XML Namespaces | Developing Enterprise Web Services: An Architects Guide: An Architects Guide

Namespaces in object-oriented programming languages allow developers to name classes unambiguously. Given that different organizations (should) use different namespaces for the software components, even in the cases where two third-party software components contain a class with exactly the same name, the fact that those classes are in different namespaces means that they are easily distinguished from one another.

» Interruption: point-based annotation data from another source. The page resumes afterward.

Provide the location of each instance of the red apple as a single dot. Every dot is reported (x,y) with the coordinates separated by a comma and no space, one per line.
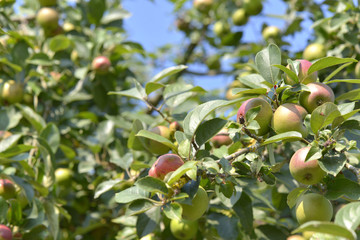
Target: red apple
(289,117)
(308,172)
(263,118)
(7,189)
(165,164)
(101,64)
(318,95)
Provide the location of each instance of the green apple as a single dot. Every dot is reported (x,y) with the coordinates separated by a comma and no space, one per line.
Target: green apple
(12,92)
(48,18)
(313,207)
(183,230)
(7,189)
(165,164)
(314,51)
(303,75)
(198,207)
(263,117)
(289,117)
(239,17)
(319,94)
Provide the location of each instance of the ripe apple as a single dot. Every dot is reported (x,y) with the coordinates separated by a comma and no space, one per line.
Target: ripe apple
(184,229)
(253,7)
(63,175)
(314,51)
(165,164)
(199,205)
(289,117)
(308,172)
(48,18)
(313,207)
(304,78)
(5,232)
(101,64)
(12,92)
(222,138)
(203,5)
(319,94)
(271,32)
(47,3)
(264,116)
(157,147)
(7,189)
(239,17)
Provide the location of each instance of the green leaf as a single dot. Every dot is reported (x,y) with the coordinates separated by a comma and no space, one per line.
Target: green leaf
(328,62)
(326,227)
(131,194)
(168,72)
(349,216)
(287,136)
(176,175)
(294,195)
(209,129)
(265,61)
(152,185)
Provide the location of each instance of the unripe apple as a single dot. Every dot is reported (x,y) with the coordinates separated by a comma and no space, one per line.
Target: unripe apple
(263,117)
(7,189)
(47,3)
(165,164)
(12,92)
(157,147)
(101,64)
(222,138)
(314,51)
(271,32)
(199,205)
(308,172)
(319,94)
(289,117)
(184,229)
(47,18)
(304,78)
(5,233)
(203,5)
(313,207)
(253,7)
(239,17)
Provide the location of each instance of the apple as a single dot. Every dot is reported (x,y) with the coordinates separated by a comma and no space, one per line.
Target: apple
(165,164)
(12,92)
(239,17)
(7,189)
(203,5)
(313,207)
(184,229)
(308,172)
(289,117)
(63,175)
(101,64)
(222,138)
(263,117)
(221,28)
(314,51)
(48,18)
(304,78)
(319,94)
(157,147)
(5,232)
(271,32)
(253,7)
(199,205)
(47,3)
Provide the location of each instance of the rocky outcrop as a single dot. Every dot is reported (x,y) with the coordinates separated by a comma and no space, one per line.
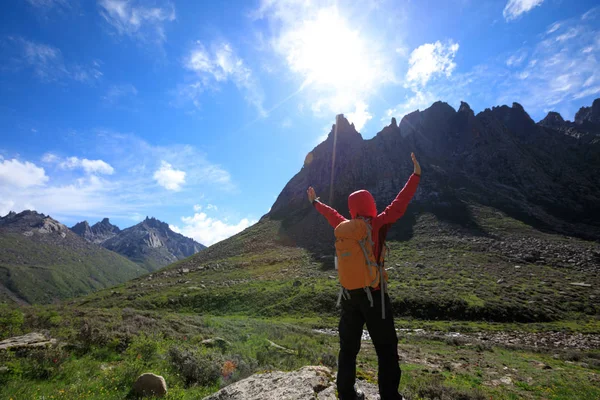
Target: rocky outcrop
(150,385)
(97,233)
(41,261)
(534,172)
(308,383)
(30,340)
(589,114)
(152,244)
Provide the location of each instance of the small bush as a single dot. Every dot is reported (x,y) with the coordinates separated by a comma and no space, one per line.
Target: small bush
(42,363)
(195,368)
(435,390)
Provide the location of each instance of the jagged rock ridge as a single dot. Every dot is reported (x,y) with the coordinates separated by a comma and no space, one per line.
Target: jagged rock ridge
(152,244)
(41,261)
(544,174)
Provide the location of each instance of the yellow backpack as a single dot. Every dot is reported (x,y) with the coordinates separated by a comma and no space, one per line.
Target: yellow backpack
(356,264)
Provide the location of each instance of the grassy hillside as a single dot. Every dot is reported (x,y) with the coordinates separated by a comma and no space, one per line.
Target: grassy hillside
(494,310)
(40,272)
(505,272)
(104,350)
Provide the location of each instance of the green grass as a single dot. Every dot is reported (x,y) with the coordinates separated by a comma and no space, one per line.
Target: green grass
(103,351)
(40,272)
(252,289)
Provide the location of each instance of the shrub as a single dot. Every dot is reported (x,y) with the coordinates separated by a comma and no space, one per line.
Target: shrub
(195,368)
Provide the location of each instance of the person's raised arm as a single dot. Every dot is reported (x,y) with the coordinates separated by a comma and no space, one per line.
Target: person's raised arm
(333,217)
(394,211)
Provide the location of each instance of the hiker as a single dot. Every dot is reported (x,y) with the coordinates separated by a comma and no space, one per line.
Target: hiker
(366,300)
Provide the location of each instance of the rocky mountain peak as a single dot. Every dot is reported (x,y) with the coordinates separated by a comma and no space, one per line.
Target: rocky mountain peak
(589,114)
(465,108)
(553,119)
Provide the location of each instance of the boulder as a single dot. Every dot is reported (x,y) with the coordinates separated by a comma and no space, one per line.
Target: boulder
(313,382)
(32,339)
(149,384)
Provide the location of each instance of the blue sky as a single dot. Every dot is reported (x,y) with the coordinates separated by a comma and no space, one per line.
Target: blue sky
(198,113)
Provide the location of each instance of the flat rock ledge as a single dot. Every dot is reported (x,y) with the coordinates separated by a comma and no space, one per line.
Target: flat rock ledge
(307,383)
(33,339)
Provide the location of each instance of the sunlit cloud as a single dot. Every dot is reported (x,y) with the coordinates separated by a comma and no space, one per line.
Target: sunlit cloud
(515,8)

Unambiguous naming is a requirement that also permeates the XML world. For example, it may be the case that several versions of a document with a root element dvd may exist, but the structure of each is different. The way we distinguish the document that we want from a number of available dvd documents is by its XML namespace.

Unlike popular programming languages where specific scope resolution operators are used to build namespaces (e.g., MyPackage.MyClass in Java and MyNamespace::MyClass in C++) the convention in XML is to use a URI (Universal Resource Identifier) as the namespace identifier.

In fact, XML namespaces use URIs by convention only. Strictly speaking, an XML namespace is just a string. The value in using URIs is that they ensure uniqueness that strings cannot.

The URI is the union of the familiar URL and the not-so-familiar URN (Uniform Resource Name) schemes as shown in Figure 2-3 and Figure 2-4.

Figure 2-3. Some familiar URI schemes.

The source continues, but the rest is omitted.